Grandad1943 Sun 09-Dec-18 22:41:14

Day6 Quote [We entered a trade deal. Over the years the EU had morphed into so much more.] End Quote

Yes, and successive elected British governments freely signed up to the agreements and treaties that morphed the Common Market into the Europen Union.

However, Britain for the last two years has been demanding that the EU twenty-seven other member states tear up those agreements and treaties that we freely signed up to, just to accommodate the UK leaving and request also that they let us "cherry pick" what we wish to retain on the way out.

Then leavers wonder why the EU negotiators are unable to grant those demands and complain of Britain being "bullied".

Let's face it May and her negotiators have made us the laughing stock of the world, and we deserve to be so.

Day6 Sun 09-Dec-18 23:24:46

Funny, isn't it, that we try to leave an organisation but have to pay billions to do so ( which is fair enough of you have obligations to honour, I suppose) and then, rather than leave, we attempt to renegotiate a trading deal with said organisation.

We haven't really tried to leave, have we?

We are merely trying to unshackle ourselves from bits that don't suit us, offend us or which don't work for us.

I'd say the EU has become the focus of consternation and has people from all over the world wondering why all the wrangling to break free?

Has this exercise in futility been engineered by the EU to warn off other nations trying to loosen the ties? I know many people from various political persuasions who sympathise with May in having to deal with what became an enormous, complicated and prolonged negotiation. Could Corbyn have done any better?

Remainers go unchallenged when they say the UK is a laughing stock. Really?
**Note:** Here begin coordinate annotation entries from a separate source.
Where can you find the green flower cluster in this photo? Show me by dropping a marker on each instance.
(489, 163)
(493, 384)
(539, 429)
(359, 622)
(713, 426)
Those with no axe to grind are questioning the role of the EU negotiators and the whole EU set up given there is patent dissatisfaction and unrest within many other member states.

lemongrove Sun 09-Dec-18 23:31:30

I think you are right Day6 and of course we are not a laughing stock as some like to think on here, in fact the world is really not that interested in us being in or out of the EU. Those countries who are interested in the outcome, will be watching closely though, and one or two may well be having ideas about leaving as well.
The EU were always going to make things as difficult as possible for that very reason.
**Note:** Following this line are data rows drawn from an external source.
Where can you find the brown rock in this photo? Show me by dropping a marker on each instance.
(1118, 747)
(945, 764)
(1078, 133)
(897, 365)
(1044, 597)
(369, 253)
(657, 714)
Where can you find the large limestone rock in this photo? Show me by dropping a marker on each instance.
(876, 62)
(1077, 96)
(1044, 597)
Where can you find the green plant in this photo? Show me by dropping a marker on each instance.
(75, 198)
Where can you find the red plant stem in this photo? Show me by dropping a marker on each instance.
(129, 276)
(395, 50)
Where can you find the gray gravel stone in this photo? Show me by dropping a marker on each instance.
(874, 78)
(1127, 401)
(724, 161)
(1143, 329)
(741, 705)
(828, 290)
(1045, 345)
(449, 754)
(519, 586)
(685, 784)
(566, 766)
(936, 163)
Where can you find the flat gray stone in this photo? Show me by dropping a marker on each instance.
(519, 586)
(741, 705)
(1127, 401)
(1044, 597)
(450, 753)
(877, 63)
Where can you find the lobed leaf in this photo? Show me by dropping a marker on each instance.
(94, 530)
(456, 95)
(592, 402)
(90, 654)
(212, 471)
crystaltipps Mon 10-Dec-18 06:18:47

I don’t think many outside the U.K. are gazing in envy at our current political meltdown. The reason we want a negotiated settlement with the EU is that we rely on them for essential goods and services and wish to maintain those channels. Plus they are our closest neighbours. Anyone with half a brain would realise that the sensible thing to do is to disrupt as little as possible. May’s WA is the best fudge we can hope for other than remaining. We can’t always have what we wish for. I’d like a mansion with an ocean view but I have settled for a terraced house in the suburbs. We may wish Brittania ruled the waves and we could have complete sovereignty but that isn’t possible as we rely on others in today’s world. Even when Brittainia did rule the waves we did that by exploiting other countries.